Reciprocal motion deep in the ooorrrr stimulates the innervation of the puborectal sling and probably the vagus nerve as well. A few minutes of stimulation will prompt involuntary contractions and muscular spasms, accompanied by extreme pleasure and temporary loss of consciousness. :D
 
It's interesting to learn that others have had somewhat similar experiences. And it sounds like the person who did enjoy MDMA with bdsm did only very light bdsm that was mixed with affection. Thank you to everyone who posted! :)

Would love to hear still more experiences if others have any!

Thinking about how BDSM and empathy don't mix is starting to make me have questions about BDSM... like is there some contradiction between BDSM and empathy? I've long valued empathy as a core virtue of how I define goodness and what humans should strive to be so this puts me in a bit of a crisis because I can't lie, I enjoy bdsm so much and don't want to give it up! My wife and I did some bdsm since the incident and it went fine, I wasn't ambivalent when we did it. But it has put these creeping thoughts in my head!
 
^Don't think about it like that! The way I see it, BDSM can perfectly well be an illustration of empathy in the sense that you're realising you & your partner's fantasies and wants. There isn't an ultimate Good way to have sex, it's whatever the two of you like. Just like I don't think there's much sense in including sex in your ideals of what humans should strive for ;)
I've done BDSM with guys I've either loved or certainly had feelings for and I could always tell the feelings were there, even while almost choking to death, haha. In fact I'd only ever do BDSM with someone I had some feelings for, certainly never with a random hook-up. Otherwise it really would feel too abusive I think.
 
It's interesting to learn that others have had somewhat similar experiences. And it sounds like the person who did enjoy MDMA with bdsm did only very light bdsm that was mixed with affection. Thank you to everyone who posted! :)

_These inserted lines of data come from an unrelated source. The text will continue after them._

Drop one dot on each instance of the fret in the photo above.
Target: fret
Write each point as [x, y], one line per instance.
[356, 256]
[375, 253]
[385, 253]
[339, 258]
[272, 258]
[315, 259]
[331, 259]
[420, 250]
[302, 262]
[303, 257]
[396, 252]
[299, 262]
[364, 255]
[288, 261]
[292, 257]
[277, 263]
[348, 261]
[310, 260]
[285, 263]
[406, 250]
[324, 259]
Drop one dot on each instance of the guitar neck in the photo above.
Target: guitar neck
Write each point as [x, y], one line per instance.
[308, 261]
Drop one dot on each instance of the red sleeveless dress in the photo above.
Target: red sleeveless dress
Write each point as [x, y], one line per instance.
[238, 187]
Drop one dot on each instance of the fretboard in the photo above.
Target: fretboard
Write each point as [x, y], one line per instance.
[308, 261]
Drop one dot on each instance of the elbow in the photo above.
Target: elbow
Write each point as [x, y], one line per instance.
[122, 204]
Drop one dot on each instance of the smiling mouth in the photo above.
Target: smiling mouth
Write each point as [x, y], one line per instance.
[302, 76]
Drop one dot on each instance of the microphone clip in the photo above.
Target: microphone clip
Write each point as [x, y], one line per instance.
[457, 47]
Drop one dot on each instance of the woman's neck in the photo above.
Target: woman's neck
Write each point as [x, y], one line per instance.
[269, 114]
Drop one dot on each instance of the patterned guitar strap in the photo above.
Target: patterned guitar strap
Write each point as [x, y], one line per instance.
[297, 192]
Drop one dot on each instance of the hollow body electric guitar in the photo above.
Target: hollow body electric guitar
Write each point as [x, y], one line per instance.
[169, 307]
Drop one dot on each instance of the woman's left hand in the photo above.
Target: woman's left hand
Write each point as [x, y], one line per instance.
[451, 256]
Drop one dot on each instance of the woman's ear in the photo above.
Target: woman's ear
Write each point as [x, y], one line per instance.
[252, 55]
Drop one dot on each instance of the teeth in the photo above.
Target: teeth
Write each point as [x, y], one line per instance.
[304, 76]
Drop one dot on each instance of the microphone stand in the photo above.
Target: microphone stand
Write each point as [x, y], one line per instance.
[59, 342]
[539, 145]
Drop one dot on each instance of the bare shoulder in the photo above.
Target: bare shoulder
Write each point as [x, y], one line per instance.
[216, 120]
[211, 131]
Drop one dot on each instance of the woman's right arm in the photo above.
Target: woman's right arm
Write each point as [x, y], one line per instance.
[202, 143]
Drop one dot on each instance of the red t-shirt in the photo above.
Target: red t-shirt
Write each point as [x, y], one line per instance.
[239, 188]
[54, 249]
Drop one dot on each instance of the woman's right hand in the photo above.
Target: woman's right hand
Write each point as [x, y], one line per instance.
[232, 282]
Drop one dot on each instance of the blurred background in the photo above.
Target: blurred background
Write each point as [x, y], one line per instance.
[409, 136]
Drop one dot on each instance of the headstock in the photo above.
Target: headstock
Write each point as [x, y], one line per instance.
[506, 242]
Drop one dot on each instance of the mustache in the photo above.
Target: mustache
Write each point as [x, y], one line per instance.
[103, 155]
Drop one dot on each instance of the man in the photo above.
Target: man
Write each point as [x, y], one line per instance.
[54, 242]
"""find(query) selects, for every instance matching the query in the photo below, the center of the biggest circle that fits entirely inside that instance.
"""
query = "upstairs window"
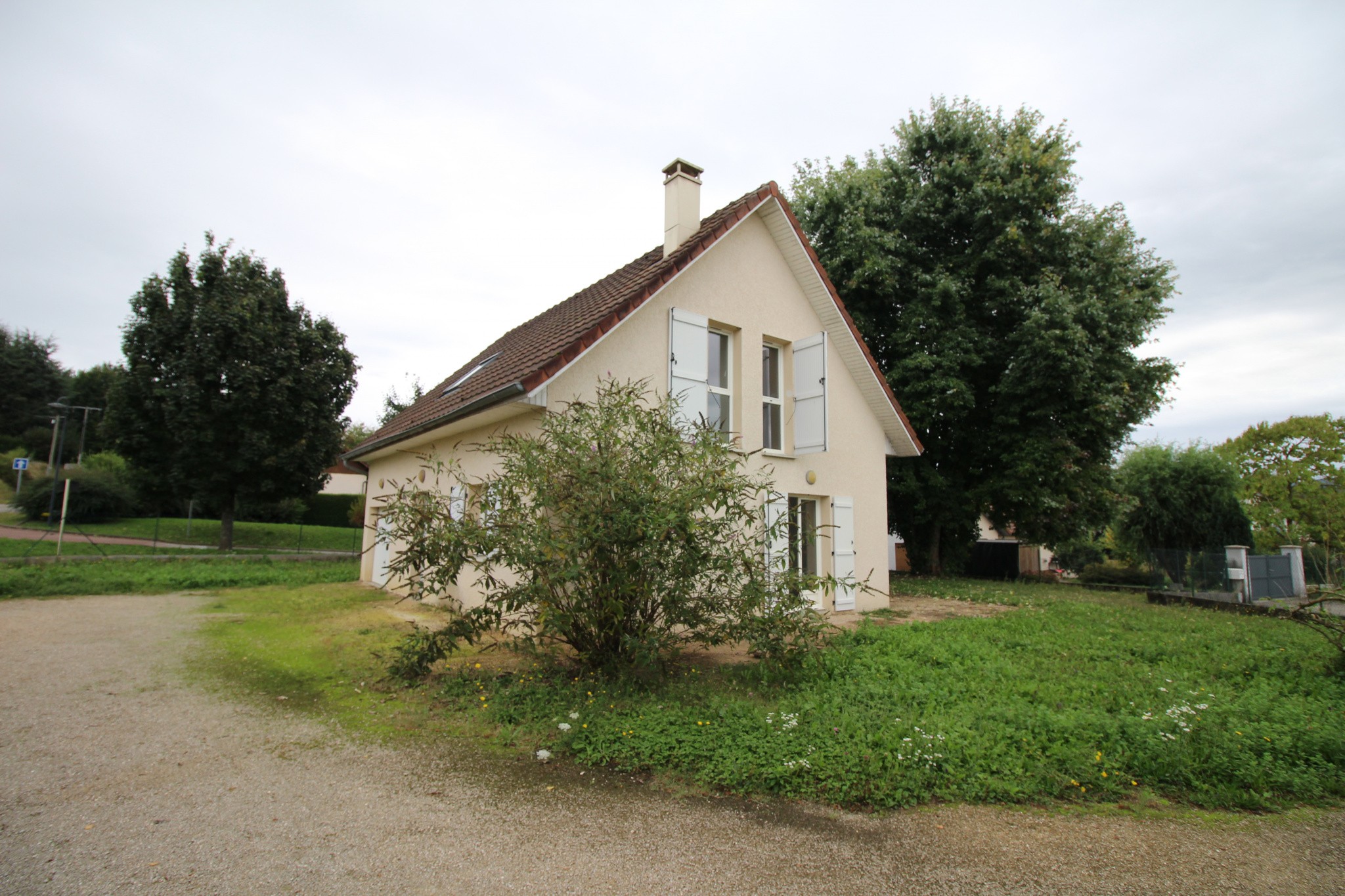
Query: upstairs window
(772, 406)
(718, 412)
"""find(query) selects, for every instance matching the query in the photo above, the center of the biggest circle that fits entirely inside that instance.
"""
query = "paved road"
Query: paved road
(121, 778)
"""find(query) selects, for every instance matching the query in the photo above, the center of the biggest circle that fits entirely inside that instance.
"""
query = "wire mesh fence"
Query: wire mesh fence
(1324, 567)
(1188, 570)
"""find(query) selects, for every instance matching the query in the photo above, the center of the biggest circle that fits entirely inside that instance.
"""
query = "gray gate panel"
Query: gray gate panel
(1271, 575)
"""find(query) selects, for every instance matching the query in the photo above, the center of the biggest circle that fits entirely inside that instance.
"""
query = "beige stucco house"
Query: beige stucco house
(735, 313)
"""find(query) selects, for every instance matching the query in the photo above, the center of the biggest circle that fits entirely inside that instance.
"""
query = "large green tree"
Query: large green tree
(89, 389)
(232, 393)
(1180, 500)
(1293, 479)
(30, 379)
(1005, 313)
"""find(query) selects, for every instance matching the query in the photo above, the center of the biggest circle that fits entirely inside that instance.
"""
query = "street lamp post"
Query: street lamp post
(84, 427)
(62, 413)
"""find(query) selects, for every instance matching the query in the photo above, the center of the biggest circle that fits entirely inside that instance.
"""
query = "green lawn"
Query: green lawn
(320, 649)
(246, 535)
(76, 545)
(1074, 696)
(158, 576)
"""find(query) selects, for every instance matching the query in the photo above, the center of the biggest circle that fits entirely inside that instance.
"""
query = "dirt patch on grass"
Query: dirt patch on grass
(910, 609)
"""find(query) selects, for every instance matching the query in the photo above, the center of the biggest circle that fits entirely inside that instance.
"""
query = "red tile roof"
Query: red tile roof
(530, 354)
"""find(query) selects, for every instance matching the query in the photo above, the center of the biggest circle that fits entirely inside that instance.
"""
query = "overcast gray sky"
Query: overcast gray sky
(430, 175)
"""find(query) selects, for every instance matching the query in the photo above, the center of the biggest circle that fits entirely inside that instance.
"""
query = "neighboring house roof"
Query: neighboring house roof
(529, 355)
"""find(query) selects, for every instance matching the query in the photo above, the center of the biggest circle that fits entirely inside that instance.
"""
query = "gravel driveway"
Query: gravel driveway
(118, 777)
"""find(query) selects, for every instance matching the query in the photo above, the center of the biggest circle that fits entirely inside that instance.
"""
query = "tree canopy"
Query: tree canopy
(30, 379)
(232, 393)
(1005, 313)
(1180, 500)
(1293, 479)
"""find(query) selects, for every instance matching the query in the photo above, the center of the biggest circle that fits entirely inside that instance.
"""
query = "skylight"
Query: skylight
(470, 373)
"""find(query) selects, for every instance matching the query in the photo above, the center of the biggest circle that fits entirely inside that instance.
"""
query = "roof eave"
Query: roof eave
(490, 399)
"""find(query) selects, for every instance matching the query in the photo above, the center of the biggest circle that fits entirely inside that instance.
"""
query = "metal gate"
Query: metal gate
(1271, 575)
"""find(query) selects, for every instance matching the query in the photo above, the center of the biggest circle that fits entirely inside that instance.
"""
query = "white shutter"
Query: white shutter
(382, 553)
(843, 548)
(689, 364)
(810, 394)
(776, 532)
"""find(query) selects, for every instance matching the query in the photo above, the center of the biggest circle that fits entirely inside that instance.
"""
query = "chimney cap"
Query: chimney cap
(684, 167)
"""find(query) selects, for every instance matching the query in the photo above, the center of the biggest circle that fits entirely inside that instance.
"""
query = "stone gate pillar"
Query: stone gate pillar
(1238, 578)
(1296, 568)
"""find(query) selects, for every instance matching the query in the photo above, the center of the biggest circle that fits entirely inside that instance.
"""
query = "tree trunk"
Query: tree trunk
(935, 563)
(227, 526)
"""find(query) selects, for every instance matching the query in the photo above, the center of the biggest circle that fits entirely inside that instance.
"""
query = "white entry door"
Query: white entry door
(382, 553)
(843, 548)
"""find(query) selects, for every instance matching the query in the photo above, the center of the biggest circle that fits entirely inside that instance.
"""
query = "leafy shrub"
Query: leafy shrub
(95, 496)
(414, 654)
(284, 511)
(330, 509)
(1076, 554)
(612, 532)
(1114, 574)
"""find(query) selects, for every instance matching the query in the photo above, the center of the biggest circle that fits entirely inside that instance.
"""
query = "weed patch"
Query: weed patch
(1083, 702)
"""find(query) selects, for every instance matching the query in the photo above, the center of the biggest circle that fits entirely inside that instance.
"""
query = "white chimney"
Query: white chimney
(681, 203)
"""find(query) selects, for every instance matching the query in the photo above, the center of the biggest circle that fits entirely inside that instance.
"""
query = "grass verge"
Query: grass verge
(319, 649)
(1076, 699)
(77, 545)
(159, 576)
(283, 536)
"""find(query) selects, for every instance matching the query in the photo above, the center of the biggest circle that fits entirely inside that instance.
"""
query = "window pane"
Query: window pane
(771, 426)
(808, 524)
(771, 371)
(803, 536)
(717, 412)
(718, 360)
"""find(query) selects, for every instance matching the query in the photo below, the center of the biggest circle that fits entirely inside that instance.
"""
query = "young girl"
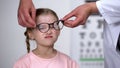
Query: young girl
(45, 35)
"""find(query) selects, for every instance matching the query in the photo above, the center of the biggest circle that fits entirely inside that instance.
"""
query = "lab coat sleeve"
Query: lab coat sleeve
(110, 10)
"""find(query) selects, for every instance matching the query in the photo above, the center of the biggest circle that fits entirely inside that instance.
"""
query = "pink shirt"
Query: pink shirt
(59, 61)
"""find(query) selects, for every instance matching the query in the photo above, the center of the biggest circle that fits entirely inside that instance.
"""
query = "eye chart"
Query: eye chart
(87, 42)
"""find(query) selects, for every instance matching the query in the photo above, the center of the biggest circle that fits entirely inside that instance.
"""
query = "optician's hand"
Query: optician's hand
(26, 13)
(81, 13)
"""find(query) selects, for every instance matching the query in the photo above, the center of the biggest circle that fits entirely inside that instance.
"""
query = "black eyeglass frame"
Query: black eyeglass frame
(51, 25)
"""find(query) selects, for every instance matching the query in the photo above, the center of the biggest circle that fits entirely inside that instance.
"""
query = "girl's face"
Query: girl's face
(47, 38)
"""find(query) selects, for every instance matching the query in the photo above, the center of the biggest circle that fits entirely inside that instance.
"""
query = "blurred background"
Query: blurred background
(83, 43)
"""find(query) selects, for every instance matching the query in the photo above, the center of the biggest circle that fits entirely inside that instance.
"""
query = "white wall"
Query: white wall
(12, 40)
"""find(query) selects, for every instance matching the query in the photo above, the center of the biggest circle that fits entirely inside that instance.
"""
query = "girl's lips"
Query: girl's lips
(48, 36)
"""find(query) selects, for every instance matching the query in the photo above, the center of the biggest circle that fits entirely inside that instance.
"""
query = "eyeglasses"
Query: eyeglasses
(44, 27)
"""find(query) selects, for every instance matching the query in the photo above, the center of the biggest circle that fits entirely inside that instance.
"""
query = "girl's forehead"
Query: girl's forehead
(46, 19)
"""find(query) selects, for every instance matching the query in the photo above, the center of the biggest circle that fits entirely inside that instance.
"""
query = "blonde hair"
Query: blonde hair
(39, 11)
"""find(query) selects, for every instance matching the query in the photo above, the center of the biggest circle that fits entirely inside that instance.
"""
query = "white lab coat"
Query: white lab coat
(110, 11)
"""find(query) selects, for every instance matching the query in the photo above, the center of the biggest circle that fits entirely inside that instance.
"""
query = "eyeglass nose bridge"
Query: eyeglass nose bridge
(51, 25)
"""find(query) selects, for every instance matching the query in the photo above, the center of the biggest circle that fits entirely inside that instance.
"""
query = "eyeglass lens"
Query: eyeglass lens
(44, 27)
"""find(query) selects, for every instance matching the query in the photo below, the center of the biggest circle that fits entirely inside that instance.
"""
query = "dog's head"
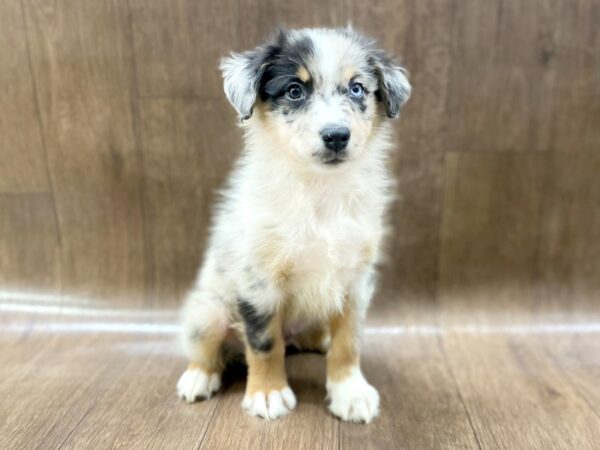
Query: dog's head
(319, 94)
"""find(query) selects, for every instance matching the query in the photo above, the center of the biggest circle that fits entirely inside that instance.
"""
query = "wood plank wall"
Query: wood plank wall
(114, 133)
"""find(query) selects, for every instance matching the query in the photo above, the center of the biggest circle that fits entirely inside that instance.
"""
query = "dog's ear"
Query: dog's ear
(393, 86)
(242, 73)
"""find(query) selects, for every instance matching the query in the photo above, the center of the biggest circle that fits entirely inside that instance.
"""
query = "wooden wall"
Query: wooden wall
(114, 133)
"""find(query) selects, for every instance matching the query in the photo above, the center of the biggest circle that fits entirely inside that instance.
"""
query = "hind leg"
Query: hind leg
(205, 324)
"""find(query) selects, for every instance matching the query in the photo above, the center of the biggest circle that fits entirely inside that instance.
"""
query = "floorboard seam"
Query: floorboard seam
(208, 423)
(458, 391)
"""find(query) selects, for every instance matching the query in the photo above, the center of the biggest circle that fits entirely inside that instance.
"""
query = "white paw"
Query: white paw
(353, 399)
(196, 384)
(276, 404)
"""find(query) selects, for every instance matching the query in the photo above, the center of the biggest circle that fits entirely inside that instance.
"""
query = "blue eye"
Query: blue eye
(295, 92)
(356, 90)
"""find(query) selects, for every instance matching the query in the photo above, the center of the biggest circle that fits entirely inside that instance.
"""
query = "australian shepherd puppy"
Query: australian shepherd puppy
(297, 233)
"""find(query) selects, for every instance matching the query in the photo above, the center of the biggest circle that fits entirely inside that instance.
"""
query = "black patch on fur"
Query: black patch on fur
(256, 325)
(281, 64)
(390, 93)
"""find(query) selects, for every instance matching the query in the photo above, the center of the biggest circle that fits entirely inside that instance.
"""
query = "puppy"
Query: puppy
(297, 234)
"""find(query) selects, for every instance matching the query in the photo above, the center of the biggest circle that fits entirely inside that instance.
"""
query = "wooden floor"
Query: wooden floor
(81, 375)
(115, 133)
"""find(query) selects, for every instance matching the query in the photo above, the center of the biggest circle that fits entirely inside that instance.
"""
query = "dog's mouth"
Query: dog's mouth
(333, 159)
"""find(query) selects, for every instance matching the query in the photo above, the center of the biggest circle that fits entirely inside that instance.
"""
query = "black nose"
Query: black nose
(335, 138)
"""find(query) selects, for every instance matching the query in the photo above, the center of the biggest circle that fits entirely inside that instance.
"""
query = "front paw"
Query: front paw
(353, 399)
(196, 384)
(275, 404)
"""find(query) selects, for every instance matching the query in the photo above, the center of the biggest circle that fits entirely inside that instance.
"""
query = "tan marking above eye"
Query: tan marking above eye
(303, 74)
(348, 73)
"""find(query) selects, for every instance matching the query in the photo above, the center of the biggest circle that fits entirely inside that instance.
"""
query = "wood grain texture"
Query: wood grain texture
(522, 76)
(569, 257)
(82, 63)
(66, 382)
(22, 154)
(178, 46)
(260, 18)
(491, 221)
(115, 133)
(517, 397)
(184, 165)
(418, 33)
(29, 243)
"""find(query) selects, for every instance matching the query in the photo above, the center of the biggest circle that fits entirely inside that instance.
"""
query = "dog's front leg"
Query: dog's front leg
(350, 396)
(267, 392)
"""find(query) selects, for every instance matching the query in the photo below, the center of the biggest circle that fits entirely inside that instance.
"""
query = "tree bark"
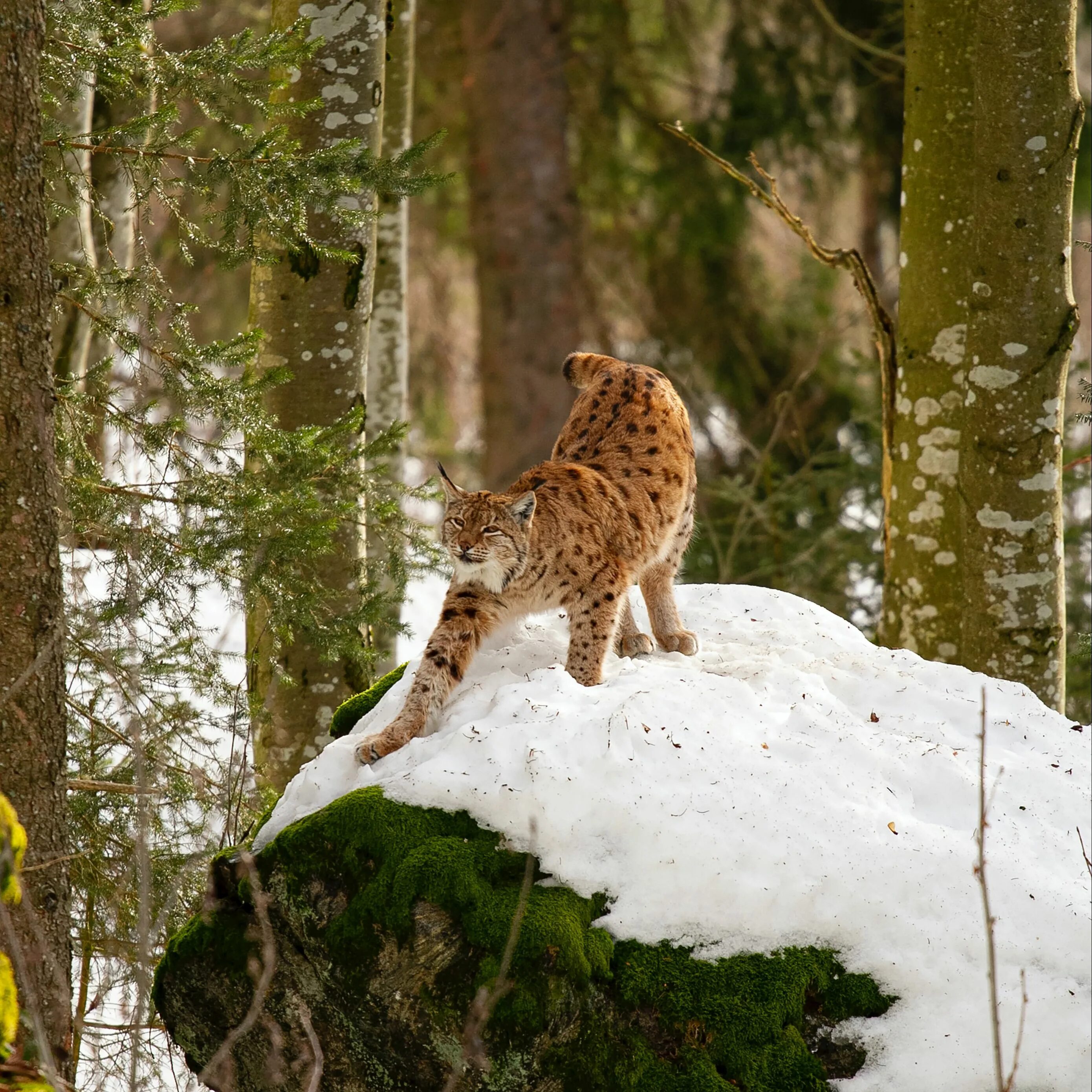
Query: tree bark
(32, 616)
(524, 214)
(1020, 330)
(986, 317)
(389, 343)
(316, 318)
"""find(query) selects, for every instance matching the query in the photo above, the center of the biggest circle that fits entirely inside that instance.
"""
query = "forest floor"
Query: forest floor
(790, 784)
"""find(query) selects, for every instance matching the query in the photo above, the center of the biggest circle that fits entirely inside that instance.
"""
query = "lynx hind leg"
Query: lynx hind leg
(629, 641)
(592, 622)
(658, 584)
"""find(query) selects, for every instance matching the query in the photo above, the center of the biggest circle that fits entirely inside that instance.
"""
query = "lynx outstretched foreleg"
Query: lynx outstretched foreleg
(469, 615)
(629, 641)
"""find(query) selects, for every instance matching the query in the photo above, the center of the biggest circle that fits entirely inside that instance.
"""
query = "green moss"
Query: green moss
(589, 1014)
(349, 712)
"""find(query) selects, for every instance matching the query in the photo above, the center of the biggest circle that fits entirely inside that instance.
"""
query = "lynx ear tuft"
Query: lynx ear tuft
(524, 508)
(451, 491)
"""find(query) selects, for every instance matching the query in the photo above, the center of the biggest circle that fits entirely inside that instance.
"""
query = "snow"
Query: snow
(741, 801)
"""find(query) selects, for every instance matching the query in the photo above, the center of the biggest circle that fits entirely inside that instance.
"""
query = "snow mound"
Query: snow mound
(748, 797)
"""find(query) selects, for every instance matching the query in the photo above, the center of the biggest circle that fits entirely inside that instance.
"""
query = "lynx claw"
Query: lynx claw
(683, 641)
(372, 749)
(635, 645)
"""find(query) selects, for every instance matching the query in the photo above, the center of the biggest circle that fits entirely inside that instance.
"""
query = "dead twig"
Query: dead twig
(1004, 1084)
(850, 260)
(827, 17)
(90, 786)
(269, 962)
(474, 1053)
(1088, 863)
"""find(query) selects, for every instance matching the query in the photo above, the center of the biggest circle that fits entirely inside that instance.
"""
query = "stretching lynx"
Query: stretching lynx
(614, 506)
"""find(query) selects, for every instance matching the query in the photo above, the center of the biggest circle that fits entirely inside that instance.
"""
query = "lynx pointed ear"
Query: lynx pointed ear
(451, 491)
(524, 508)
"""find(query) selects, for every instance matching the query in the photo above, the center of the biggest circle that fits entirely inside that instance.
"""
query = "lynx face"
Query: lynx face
(487, 535)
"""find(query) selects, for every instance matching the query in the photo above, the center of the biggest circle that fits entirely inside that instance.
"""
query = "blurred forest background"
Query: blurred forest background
(551, 165)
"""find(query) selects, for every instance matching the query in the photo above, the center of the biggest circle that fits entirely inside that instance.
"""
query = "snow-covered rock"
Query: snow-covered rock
(790, 784)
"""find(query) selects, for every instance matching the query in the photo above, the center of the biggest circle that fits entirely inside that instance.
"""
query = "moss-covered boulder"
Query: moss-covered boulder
(387, 919)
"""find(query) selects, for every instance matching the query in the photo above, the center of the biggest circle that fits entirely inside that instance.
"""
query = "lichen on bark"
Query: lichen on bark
(388, 918)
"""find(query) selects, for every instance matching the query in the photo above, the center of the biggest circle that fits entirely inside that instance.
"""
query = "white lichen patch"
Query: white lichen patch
(930, 509)
(340, 90)
(924, 409)
(950, 344)
(938, 436)
(938, 461)
(1003, 521)
(924, 544)
(331, 22)
(993, 378)
(1044, 481)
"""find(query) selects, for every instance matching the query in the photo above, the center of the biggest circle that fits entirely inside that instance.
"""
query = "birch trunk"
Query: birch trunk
(524, 216)
(316, 317)
(985, 321)
(33, 733)
(389, 345)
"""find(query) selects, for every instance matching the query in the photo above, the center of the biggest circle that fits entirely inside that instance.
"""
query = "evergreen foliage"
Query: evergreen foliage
(183, 498)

Would love to hear still more experiences if others have any!

Thinking about how BDSM and empathy don't mix is starting to make me have questions about BDSM... like is there some contradiction between BDSM and empathy? I've long valued empathy as a core virtue of how I define goodness and what humans should strive to be so this puts me in a bit of a crisis because I can't lie, I enjoy bdsm so much and don't want to give it up! My wife and I did some bdsm since the incident and it went fine, I wasn't ambivalent when we did it. But it has put these creeping thoughts in my head!

I don't see any contradiction. Everyone I've subbed to has been absolutely wonderful, caring and affectionate to me. They've always respected my hard limits, my safe words, provided great after-care, and did their best to make sure I had enjoyed the scene as much as possible. Frequently doing it at the expense of indulging their own desires.

Similarly, when I am Dom, I monitor my sub closely, and if I think she's not having fun or getting near her limit I ask if she wants to use her safe word or her slow down word or etc.

Simply put: As long everyone playing *wants* to be doing it, are enjoying it, and take care not to harm anyone, I don't see how it's disjuncted from empathy.